The LoHud Yankees Blog

A New York Yankees blog by Chad Jennings and the staff of The Journal News

How is that not an error?

Posted by: Peter Abraham - Posted in Misc on Sep 14, 2009 Print This Post Print This Post | Email This Post Email This Post

The Yankees won 13-3 yesterday. So Johnny Damon’s bonehead play in the fourth inning that allowed the Orioles to score a run didn’t really matter.

Only it sort of did. Instead of CC Sabathia having a 3.38 ERA it’s 3.42. I don’t think the big man is getting the Cy Young Award this season. But what if that play caused him to go from 2.98 to 3.02? In the eyes of some voters, that could be a difference maker.

Let’s review: With Justin Turner on second and one out, Jeff Fiorentino hit a flay ball to left. Damon had trouble finding the ball in the sun and staggered around a bit before catching it. Turner tagged up and went to third.

Damon gave an exaggerated sigh of relief then turned to throw the ball in the stands, thinking there were three outs. As Spicoli did his thing, Turner kept running and scored. By the time Damon realized what he had done, it was too late.

The official scorer, Jordan Sprechman, correctly ruled the play a sacrifice fly.

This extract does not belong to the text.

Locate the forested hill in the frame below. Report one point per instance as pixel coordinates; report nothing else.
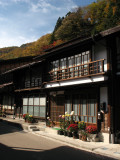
(86, 21)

Fiorentino got an RBI.

Scorers are bound by certain policies, official and unofficial. Unless an outfield gets a glove on the ball, there is rarely an error charged. There are also no such things as mental errors.

But in a case like this, Damon’s blunder is clearly an error as it allowed a runner to take an extra base he otherwise would not have. There should be a provision where Damon could be charged with an error on that play and the run be unearned on Sabathia’s ledger.

The problem is that the quality and common-sense of official scorers varies widely. The guys in New York are top notch. But in other places — Florida, ahem! — it’s brutal. But MLB should be able to come up with some sort of way to handle these matters in a fair way.